Centrally located on Winchester’s Historic Walking Mall across from the old Courthouse-Civil War Museum, Union Jack was established by Winchester-area resident Debra Johnson and her English partner, Richard Oram. Johnson worked in the local school system and was the proprietor of the Stone Soup Gallery.

Oram is a cabinetmaker by trade, and did all the re-fitting to transform the old Union Bank building to the Union Jack Pub. The memorable interior of the 1878 building includes 20-foot tall ceilings and a 50-foot long bar. Since our last visit on these pages to Union Jack, Johnson has spent a great deal of time photographing and documenting the history of the building and has successfully listed the building on the National Register of Historic Places.

“There is a lot going on in Old Town Winchester, and in the warmer months, our front patio is the perfect place to dine while “people watching” and taking in the events of the day,” observes Touchette. The Bluemont Concert Series, Taylor Pavilion Concerts, and Friday Night Live are just a few downtown events. Check Union Jack’s website for Pint Nights to enjoy special release and craft beers as well as Paint Nights where your participation fee includes creating your own painting.

Once upon a time, the sun never set on the British Empire. With that in mind, it explains the British love of world travel, adventure, and exotic food. So, really, it is not unusual for a British restaurant to embrace world cuisine. BJ Howett, kitchen manager/chef, is given the freedom to explore cuisines, and Touchette says they encourage her to be creative. “She might do Mulligatawny, an English version of an Indian soup with rice, chicken, peppers, apples, carrots, and curry, or fantastic egg rolls or something with shrimp or scallops.” Union Jack stays true to its English roots, but spicing it up keeps things interesting.

The care that goes into the food and service at the Union Jack Pub also goes into the environment and into the community. Certified as a Virginia Green organization, the Union Jack Pub pledges that they eliminate the use of polystyrene and minimize disposables, recycle, and reduce waste.
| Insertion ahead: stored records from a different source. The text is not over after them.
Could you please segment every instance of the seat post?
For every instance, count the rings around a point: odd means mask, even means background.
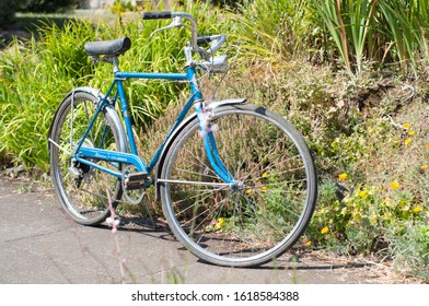
[[[119,60],[117,56],[112,57],[112,63],[113,63],[113,73],[120,72]]]

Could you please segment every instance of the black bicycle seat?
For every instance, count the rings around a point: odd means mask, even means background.
[[[89,56],[121,55],[131,47],[131,39],[128,37],[113,40],[89,42],[84,45]]]

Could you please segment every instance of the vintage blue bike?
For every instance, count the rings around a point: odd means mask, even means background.
[[[184,73],[121,71],[128,37],[85,44],[94,61],[112,63],[114,80],[105,94],[73,89],[57,109],[48,143],[59,202],[74,222],[97,225],[109,207],[139,204],[153,186],[170,229],[198,258],[229,267],[274,260],[312,217],[317,178],[311,152],[280,115],[245,98],[204,98],[198,73],[228,69],[228,57],[215,55],[224,35],[199,37],[188,13],[143,13],[143,20],[158,19],[172,19],[158,31],[190,28]],[[125,94],[130,79],[188,83],[189,98],[148,163],[132,132]]]

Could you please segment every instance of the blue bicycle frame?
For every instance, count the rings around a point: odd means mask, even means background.
[[[94,163],[91,160],[107,161],[114,165],[118,165],[119,163],[132,164],[138,172],[150,174],[153,170],[154,166],[158,164],[161,153],[165,146],[165,143],[167,143],[170,138],[174,134],[175,129],[183,122],[189,109],[193,107],[193,105],[195,105],[195,110],[197,113],[198,121],[200,123],[204,145],[210,165],[212,166],[213,170],[220,176],[220,178],[222,178],[224,183],[233,184],[232,175],[227,170],[227,168],[224,167],[223,163],[219,157],[215,137],[210,130],[210,127],[202,123],[202,122],[207,122],[207,119],[205,118],[206,115],[205,115],[204,103],[202,103],[202,94],[199,90],[197,74],[194,67],[188,66],[186,68],[186,73],[154,73],[154,72],[147,73],[147,72],[120,72],[116,64],[114,73],[115,73],[115,79],[109,90],[107,91],[106,95],[100,101],[96,113],[73,153],[73,157],[76,158],[76,161],[92,166],[94,168],[97,168],[100,170],[106,172],[111,175],[116,176],[117,178],[123,178],[123,174],[119,170],[116,172],[103,167],[102,165]],[[160,148],[156,150],[151,162],[149,163],[149,166],[144,164],[144,162],[138,156],[137,153],[136,141],[134,139],[134,133],[131,128],[132,127],[131,118],[128,113],[128,103],[124,90],[124,81],[128,79],[187,81],[190,84],[192,95],[189,99],[186,102],[185,106],[178,114],[175,123],[173,125],[172,129],[165,137]],[[117,87],[117,92],[115,95],[114,103],[116,102],[117,97],[119,97],[130,153],[107,151],[107,150],[102,150],[96,148],[88,148],[83,145],[85,138],[88,137],[90,130],[93,127],[95,118],[98,116],[100,111],[102,111],[104,107],[106,107],[112,103],[109,96],[115,87]],[[117,168],[119,167],[117,166]]]

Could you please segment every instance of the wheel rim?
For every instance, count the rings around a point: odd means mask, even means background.
[[[66,212],[78,223],[95,225],[108,215],[107,190],[116,199],[120,184],[117,178],[78,163],[71,156],[70,153],[74,151],[95,114],[95,103],[91,98],[76,95],[72,104],[73,108],[70,103],[63,109],[54,136],[58,145],[53,148],[54,184]],[[117,134],[112,126],[105,114],[100,113],[82,146],[117,151]],[[115,169],[120,167],[105,162],[97,163]]]
[[[235,188],[164,184],[164,209],[173,231],[208,261],[266,261],[291,246],[311,217],[306,157],[278,119],[262,118],[242,110],[237,117],[218,114],[213,122],[219,154],[237,183]],[[182,149],[169,157],[164,178],[220,183],[200,149],[198,127],[184,137],[189,138],[174,144]]]

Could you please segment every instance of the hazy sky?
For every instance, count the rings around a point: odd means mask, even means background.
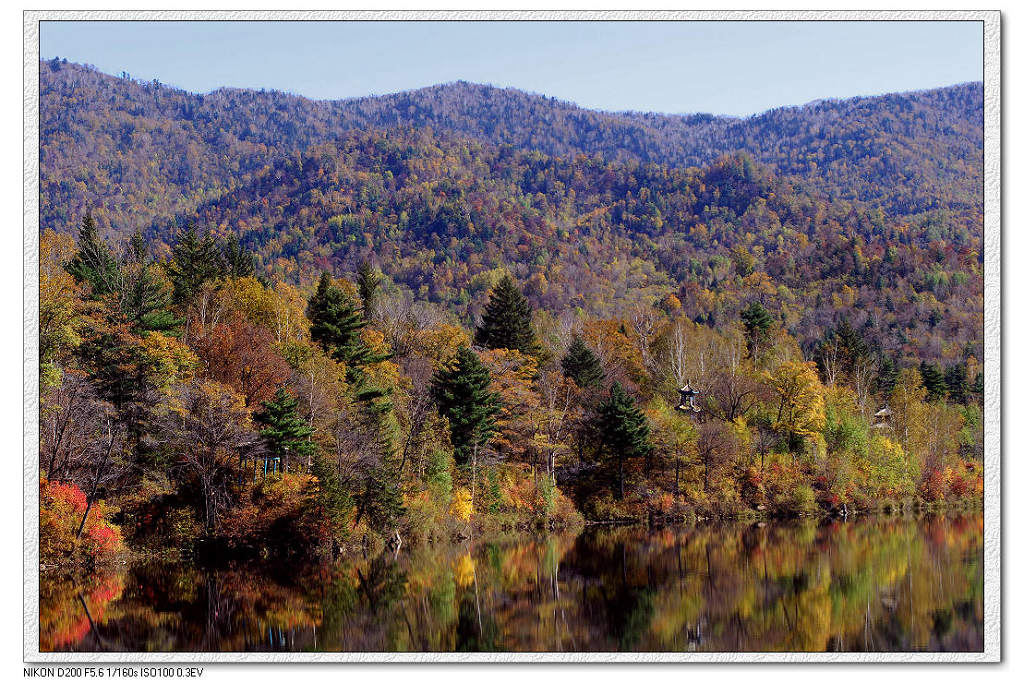
[[[457,80],[601,110],[749,115],[982,79],[980,22],[43,22],[40,56],[318,99]]]

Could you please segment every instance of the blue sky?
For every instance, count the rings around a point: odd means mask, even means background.
[[[982,80],[965,22],[43,22],[40,56],[318,99],[466,80],[591,109],[745,116]]]

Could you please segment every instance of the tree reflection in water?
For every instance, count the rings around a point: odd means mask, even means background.
[[[984,631],[980,515],[589,527],[40,586],[43,650],[980,650]]]

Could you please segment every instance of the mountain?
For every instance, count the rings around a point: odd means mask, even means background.
[[[124,234],[238,188],[275,160],[366,128],[429,127],[549,156],[674,167],[744,152],[825,198],[980,231],[982,86],[814,102],[745,119],[604,113],[453,83],[314,101],[275,91],[193,94],[40,63],[41,227],[93,209]]]
[[[970,230],[809,195],[745,155],[679,169],[424,129],[353,131],[273,162],[155,226],[150,242],[186,222],[239,236],[285,278],[376,261],[393,286],[462,319],[508,269],[555,314],[655,305],[714,324],[756,299],[809,345],[840,317],[896,356],[980,343]]]

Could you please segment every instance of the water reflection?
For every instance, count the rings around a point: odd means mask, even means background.
[[[981,650],[982,518],[588,528],[331,565],[45,573],[43,650]]]

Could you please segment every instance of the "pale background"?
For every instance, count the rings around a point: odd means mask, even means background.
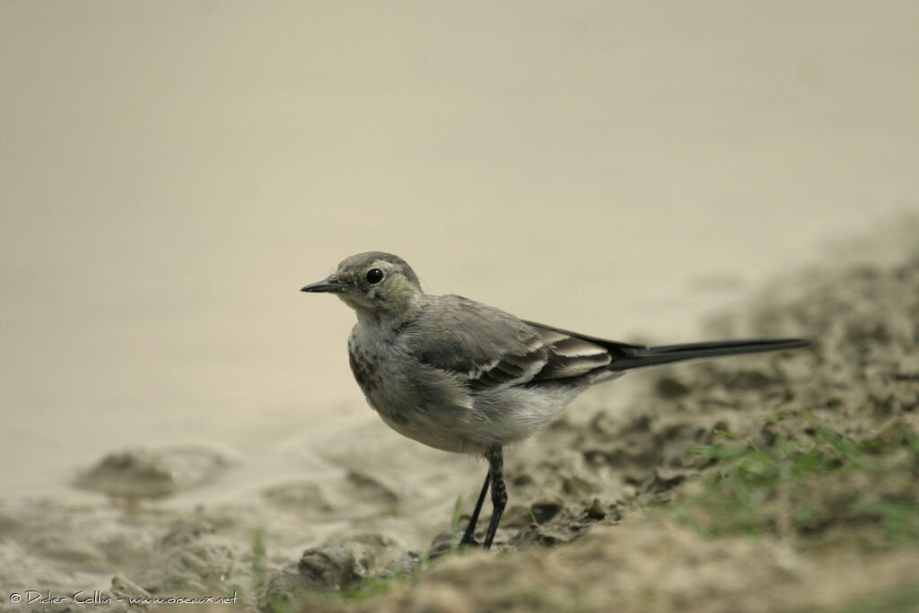
[[[919,210],[917,24],[860,0],[0,2],[0,494],[77,495],[138,445],[220,445],[249,485],[330,446],[427,457],[351,380],[353,314],[299,292],[358,251],[528,319],[698,338]]]

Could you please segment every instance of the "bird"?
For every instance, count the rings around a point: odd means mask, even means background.
[[[651,366],[807,346],[753,338],[645,346],[530,322],[461,296],[431,295],[401,257],[342,260],[301,289],[335,294],[357,313],[348,361],[383,422],[444,451],[483,456],[485,481],[460,541],[490,549],[507,504],[504,449],[535,434],[588,387]],[[486,493],[492,517],[475,529]]]

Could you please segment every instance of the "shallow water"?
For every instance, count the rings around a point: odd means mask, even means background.
[[[160,504],[359,468],[446,508],[482,467],[379,423],[298,291],[341,258],[676,342],[919,209],[913,6],[450,11],[0,6],[0,495],[195,443],[237,463]]]

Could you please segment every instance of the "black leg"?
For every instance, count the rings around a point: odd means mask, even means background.
[[[501,448],[495,446],[489,448],[485,458],[488,459],[488,474],[492,478],[492,520],[488,522],[488,532],[483,544],[487,550],[492,547],[494,533],[498,531],[498,524],[501,523],[501,515],[507,505],[507,490],[505,488],[505,460]]]
[[[475,504],[475,510],[472,511],[472,517],[469,518],[469,526],[466,527],[466,532],[462,535],[462,539],[460,540],[460,545],[478,545],[479,542],[475,539],[475,525],[479,523],[479,512],[482,511],[482,505],[485,502],[485,493],[488,492],[488,482],[492,478],[492,471],[489,470],[485,473],[485,482],[482,485],[482,492],[479,493],[479,501]]]

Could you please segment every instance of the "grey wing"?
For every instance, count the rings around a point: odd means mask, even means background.
[[[403,335],[419,362],[460,380],[473,394],[600,373],[612,361],[594,339],[460,296],[435,299]]]

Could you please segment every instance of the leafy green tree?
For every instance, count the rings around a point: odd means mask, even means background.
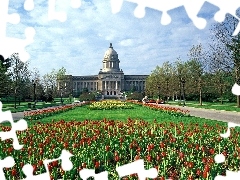
[[[224,53],[224,59],[218,61],[224,69],[232,69],[235,83],[240,84],[240,34],[232,36],[239,21],[227,15],[223,23],[215,24],[212,28],[212,47],[218,47]],[[230,70],[231,71],[231,70]],[[240,107],[240,96],[237,96],[237,107]]]
[[[5,59],[0,55],[0,96],[8,96],[11,89],[11,74],[9,68],[11,67],[11,61],[9,58]]]

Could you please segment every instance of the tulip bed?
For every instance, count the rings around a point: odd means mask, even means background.
[[[87,111],[88,106],[77,107],[71,112],[81,115],[81,109]],[[135,109],[145,114],[148,112],[146,117],[162,114],[161,110],[156,112],[137,105],[125,111],[128,113]],[[68,113],[70,111],[62,115]],[[17,133],[20,144],[24,144],[23,149],[14,150],[11,139],[1,141],[1,158],[11,155],[16,161],[14,167],[4,168],[4,172],[8,179],[22,179],[24,175],[21,169],[24,164],[30,163],[34,174],[44,173],[43,160],[58,158],[62,149],[74,155],[70,158],[73,169],[65,172],[61,169],[60,161],[53,162],[48,166],[51,179],[80,179],[79,171],[82,168],[95,169],[96,172],[108,171],[110,180],[118,179],[116,167],[137,159],[144,159],[146,169],[157,168],[156,179],[161,180],[210,180],[218,174],[224,175],[227,169],[240,170],[238,128],[231,129],[231,136],[223,139],[220,133],[227,130],[225,123],[171,114],[163,117],[166,119],[152,121],[130,117],[125,120],[35,121],[27,131]],[[0,126],[0,129],[9,131],[10,127]],[[224,154],[226,161],[216,164],[214,157],[219,153]],[[131,175],[123,179],[138,178]]]
[[[109,100],[94,102],[89,106],[91,110],[113,110],[113,109],[133,109],[133,106],[128,102]]]

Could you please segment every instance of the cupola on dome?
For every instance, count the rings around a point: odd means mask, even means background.
[[[113,49],[112,43],[110,43],[108,50],[104,54],[104,61],[118,61],[118,54]]]

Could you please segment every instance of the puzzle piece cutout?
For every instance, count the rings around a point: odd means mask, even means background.
[[[219,7],[219,11],[215,14],[214,19],[217,22],[223,22],[226,14],[231,14],[238,20],[239,17],[236,15],[236,10],[240,7],[240,1],[230,0],[125,0],[128,2],[136,3],[137,7],[134,10],[134,15],[137,18],[143,18],[145,16],[145,9],[151,8],[162,12],[161,24],[168,25],[171,23],[171,17],[168,11],[177,7],[183,6],[186,10],[188,17],[192,20],[193,24],[198,29],[204,29],[207,21],[204,18],[198,17],[203,4],[209,2],[212,5]],[[112,13],[118,13],[121,10],[123,0],[111,0]],[[237,35],[240,31],[240,23],[236,27],[233,36]]]
[[[81,6],[81,0],[71,0],[72,8],[79,8]],[[58,20],[60,22],[65,22],[67,20],[67,14],[65,12],[57,12],[56,0],[48,0],[48,19]]]
[[[23,62],[26,62],[30,55],[25,51],[25,47],[33,43],[33,37],[35,36],[35,29],[33,27],[27,27],[25,29],[26,39],[18,39],[6,36],[6,26],[7,23],[18,24],[20,22],[20,16],[17,13],[8,14],[9,0],[0,1],[0,54],[5,58],[9,57],[11,54],[18,52],[19,57]],[[31,0],[26,0],[25,8],[31,10]]]
[[[11,168],[14,166],[14,159],[11,156],[6,157],[3,160],[0,160],[0,179],[6,179],[3,172],[3,168]]]
[[[13,148],[20,150],[23,145],[19,144],[16,131],[23,131],[28,128],[28,124],[24,119],[20,119],[17,122],[13,121],[11,111],[2,112],[2,102],[0,101],[0,123],[4,121],[9,121],[11,123],[11,130],[7,132],[0,132],[0,137],[2,140],[13,139]]]
[[[72,169],[73,167],[73,164],[72,162],[70,161],[70,157],[72,157],[73,155],[71,153],[69,153],[68,151],[66,151],[65,149],[62,150],[62,153],[60,155],[59,158],[57,159],[47,159],[47,160],[44,160],[43,161],[43,164],[45,166],[45,169],[46,169],[46,173],[42,173],[42,174],[39,174],[39,175],[33,175],[33,167],[31,164],[26,164],[23,166],[22,170],[24,172],[24,174],[26,175],[26,178],[25,180],[47,180],[49,179],[50,180],[50,172],[49,172],[49,169],[48,169],[48,164],[53,162],[53,161],[57,161],[57,160],[62,160],[61,162],[61,166],[62,166],[62,169],[64,171],[69,171]]]

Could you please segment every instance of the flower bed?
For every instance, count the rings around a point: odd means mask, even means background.
[[[178,107],[161,106],[159,104],[143,104],[142,102],[136,102],[136,101],[129,101],[129,102],[147,107],[152,110],[161,111],[176,117],[189,116],[188,110],[183,110]]]
[[[153,110],[161,111],[164,113],[171,114],[173,116],[188,116],[189,111],[188,110],[183,110],[177,107],[168,107],[168,106],[159,106],[157,104],[143,104],[143,106],[148,107]]]
[[[8,131],[10,127],[0,126]],[[230,138],[223,139],[219,133],[226,127],[216,124],[157,123],[128,119],[127,122],[98,120],[83,122],[59,121],[38,123],[27,131],[17,132],[24,148],[16,151],[12,140],[1,141],[2,159],[11,155],[16,164],[5,168],[8,179],[22,179],[24,164],[34,167],[34,174],[46,172],[44,159],[59,157],[67,149],[73,169],[63,171],[60,161],[49,164],[52,179],[78,179],[82,168],[109,172],[109,179],[118,179],[116,166],[144,159],[146,169],[155,167],[158,178],[172,179],[214,179],[225,174],[226,169],[240,169],[239,132],[231,131]],[[214,162],[216,154],[222,153],[226,161]],[[138,179],[131,175],[128,179]]]
[[[91,110],[112,110],[112,109],[133,109],[133,106],[128,102],[117,101],[117,100],[107,100],[93,102],[89,109]]]
[[[52,116],[54,114],[59,114],[62,112],[69,111],[74,109],[76,106],[80,106],[81,104],[71,104],[71,105],[64,105],[54,108],[47,108],[47,109],[39,109],[35,111],[25,111],[24,112],[24,119],[25,120],[39,120],[44,117]]]

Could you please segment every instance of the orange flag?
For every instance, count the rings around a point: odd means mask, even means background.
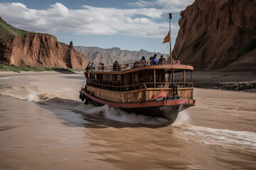
[[[170,31],[168,33],[168,35],[164,38],[163,44],[168,42],[170,42]]]

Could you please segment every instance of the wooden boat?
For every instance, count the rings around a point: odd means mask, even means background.
[[[109,105],[128,113],[163,118],[171,124],[178,112],[195,105],[195,100],[193,67],[181,64],[171,55],[169,59],[164,64],[151,65],[150,60],[144,60],[91,67],[85,72],[86,84],[80,98],[85,104]],[[181,74],[182,79],[178,78]]]

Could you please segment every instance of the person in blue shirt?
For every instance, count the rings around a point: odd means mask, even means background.
[[[153,59],[150,62],[150,65],[156,65],[157,64],[158,59],[157,59],[156,55],[157,55],[156,54],[154,55]]]

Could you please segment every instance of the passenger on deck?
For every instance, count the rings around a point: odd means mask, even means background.
[[[142,56],[142,58],[141,59],[141,66],[146,66],[146,58],[145,57]]]
[[[114,71],[120,71],[121,70],[120,65],[117,60],[115,60],[115,62],[113,64],[113,70],[114,70]]]
[[[95,64],[93,62],[92,62],[91,68],[92,69],[95,69]]]
[[[157,63],[157,64],[164,64],[164,61],[165,61],[165,58],[164,58],[164,56],[163,55],[161,55],[161,57],[159,58],[159,60]]]
[[[98,70],[100,71],[102,70],[102,64],[100,62],[99,65],[98,65]]]
[[[86,69],[86,71],[88,72],[88,70],[90,69],[91,69],[91,64],[90,64],[90,62],[89,62],[89,63],[88,63],[87,66],[86,67],[85,69]]]
[[[157,59],[156,55],[157,55],[156,54],[154,55],[153,59],[150,62],[150,65],[156,65],[156,64],[157,64],[158,59]]]
[[[104,64],[103,64],[103,63],[102,63],[101,69],[102,69],[102,71],[105,70],[105,67],[104,67]]]

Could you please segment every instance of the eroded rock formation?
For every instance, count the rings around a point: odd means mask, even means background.
[[[0,41],[0,62],[7,64],[85,69],[87,60],[72,41],[68,45],[48,34],[31,33]]]
[[[183,63],[196,69],[255,70],[255,0],[196,0],[181,12],[178,24],[174,50]],[[241,52],[246,45],[251,48]]]

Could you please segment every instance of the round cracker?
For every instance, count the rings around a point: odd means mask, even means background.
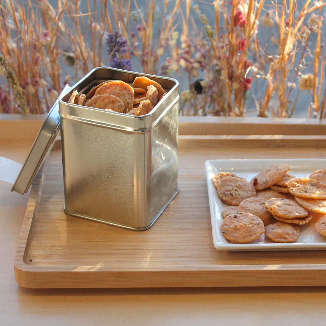
[[[227,176],[217,185],[217,194],[221,200],[231,205],[238,205],[244,200],[256,196],[253,186],[245,179]]]
[[[265,235],[275,242],[294,242],[299,237],[300,229],[294,224],[278,221],[265,228]]]
[[[294,199],[300,206],[315,213],[326,214],[326,200],[323,199],[304,198],[294,196]]]
[[[274,223],[275,220],[272,215],[266,210],[265,203],[267,200],[262,197],[253,197],[243,200],[239,205],[238,212],[251,213],[260,218],[264,225]]]
[[[322,216],[315,224],[316,230],[326,238],[326,215]]]
[[[122,81],[113,81],[105,83],[96,90],[94,96],[109,94],[118,97],[126,103],[128,111],[132,109],[135,98],[134,89]]]
[[[133,87],[143,88],[147,91],[147,87],[150,85],[152,85],[157,90],[158,98],[160,98],[162,95],[165,93],[164,88],[158,83],[145,76],[136,77],[132,82],[132,86]]]
[[[221,230],[224,237],[235,243],[248,243],[259,239],[264,231],[264,223],[258,216],[240,212],[226,217]]]
[[[290,166],[286,164],[277,164],[265,169],[252,180],[256,190],[261,190],[279,182],[290,170]]]
[[[222,216],[223,218],[225,218],[229,215],[233,215],[238,213],[238,208],[239,206],[228,206],[225,207],[222,211]]]
[[[86,104],[87,106],[103,110],[112,110],[121,113],[125,111],[125,105],[120,98],[108,94],[94,96]]]
[[[212,180],[213,180],[213,184],[215,188],[216,189],[217,188],[217,185],[221,179],[225,177],[235,177],[236,178],[240,178],[236,174],[235,174],[234,173],[231,173],[230,172],[223,172],[223,171],[218,172],[213,177]],[[242,179],[243,178],[240,178]]]
[[[96,91],[96,90],[99,87],[100,87],[102,85],[103,85],[111,81],[108,80],[105,81],[104,82],[102,82],[100,83],[98,85],[96,85],[96,86],[92,87],[87,94],[86,94],[86,100],[89,100],[90,98],[92,97],[94,95],[95,95],[95,92]]]
[[[296,178],[289,182],[289,190],[292,195],[305,198],[326,199],[326,185],[309,178]]]
[[[307,210],[294,200],[271,198],[265,202],[266,210],[284,218],[304,217],[308,215]]]

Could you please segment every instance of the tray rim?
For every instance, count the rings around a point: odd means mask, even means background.
[[[207,143],[204,141],[203,143],[203,140],[205,140],[197,139],[196,142],[198,145]],[[191,143],[193,141],[190,142]],[[276,266],[277,268],[275,265],[266,264],[217,264],[203,269],[194,269],[176,266],[168,271],[153,268],[146,271],[141,269],[115,271],[107,268],[94,271],[77,270],[70,265],[66,265],[62,268],[56,265],[49,268],[48,266],[28,265],[23,260],[28,241],[28,236],[24,233],[26,230],[29,231],[32,226],[33,213],[37,204],[37,194],[40,190],[40,180],[43,173],[42,169],[32,185],[15,257],[15,277],[18,284],[24,287],[103,288],[326,285],[326,264],[312,262],[283,264]],[[230,279],[230,272],[232,276]],[[281,278],[279,277],[280,272]],[[307,274],[310,277],[307,277]],[[44,282],[41,279],[44,278],[51,281]]]

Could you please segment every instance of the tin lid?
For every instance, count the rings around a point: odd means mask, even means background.
[[[69,89],[66,85],[59,97]],[[47,155],[51,150],[60,126],[59,98],[42,124],[24,164],[11,188],[22,195],[27,192]]]

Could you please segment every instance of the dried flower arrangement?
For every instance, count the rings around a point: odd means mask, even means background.
[[[0,113],[108,66],[178,79],[180,114],[326,115],[322,2],[52,2],[0,0]]]

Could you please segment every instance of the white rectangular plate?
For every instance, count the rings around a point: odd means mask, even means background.
[[[276,243],[263,234],[250,243],[234,244],[227,240],[222,234],[220,227],[223,218],[221,212],[228,205],[219,198],[212,181],[213,177],[218,172],[230,172],[250,181],[265,169],[281,163],[289,164],[291,167],[289,173],[299,177],[308,177],[317,170],[326,168],[325,159],[211,160],[205,162],[213,241],[216,249],[235,251],[326,249],[326,240],[316,230],[312,221],[305,225],[298,226],[300,234],[295,242]]]

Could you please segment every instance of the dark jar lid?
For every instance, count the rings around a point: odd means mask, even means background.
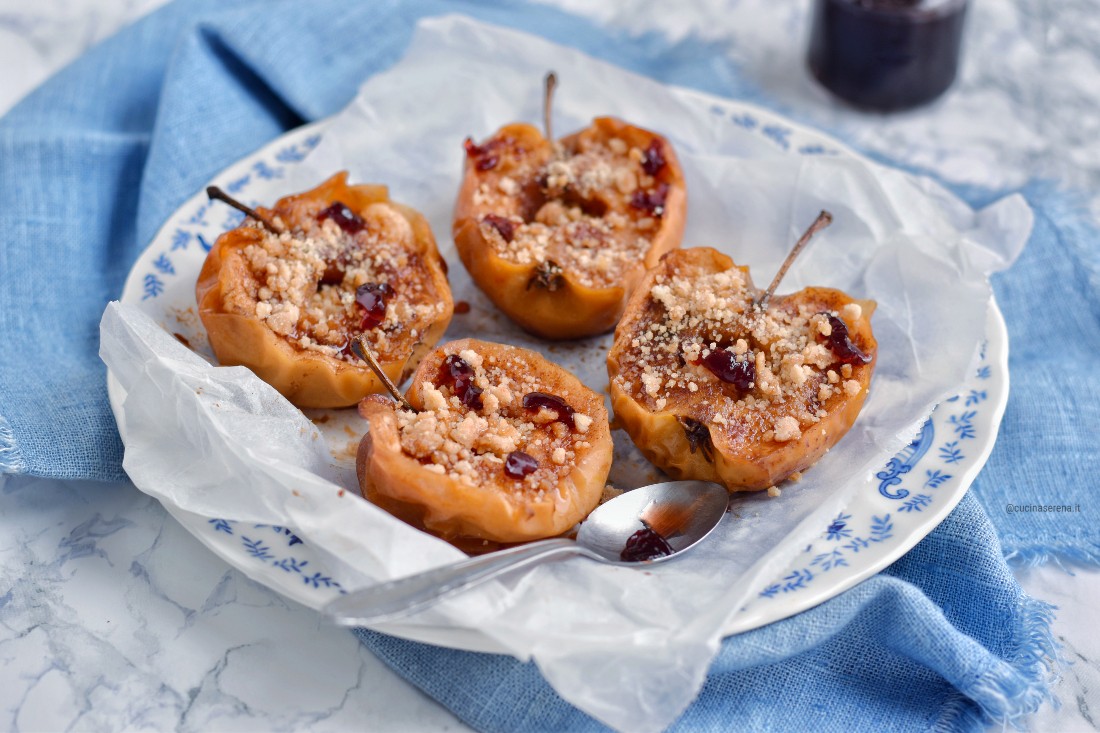
[[[840,99],[889,112],[955,80],[967,0],[816,0],[810,70]]]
Touchette says, “Our continued Green Efforts allow us to make donations to the Angel Trust Fund at the Winchester Medical Center and the Laurel Center’s building fund. The pub holds events in October to raise additional funds for the Angel Trust. It’s important for us to give back to the community.” On a final note, that glass of Prosecco was pleasantly smooth with no harsh bite, and it’s on tap. It’s a glass of sunshine. When I left, my day was a little brighter in spite of the rain.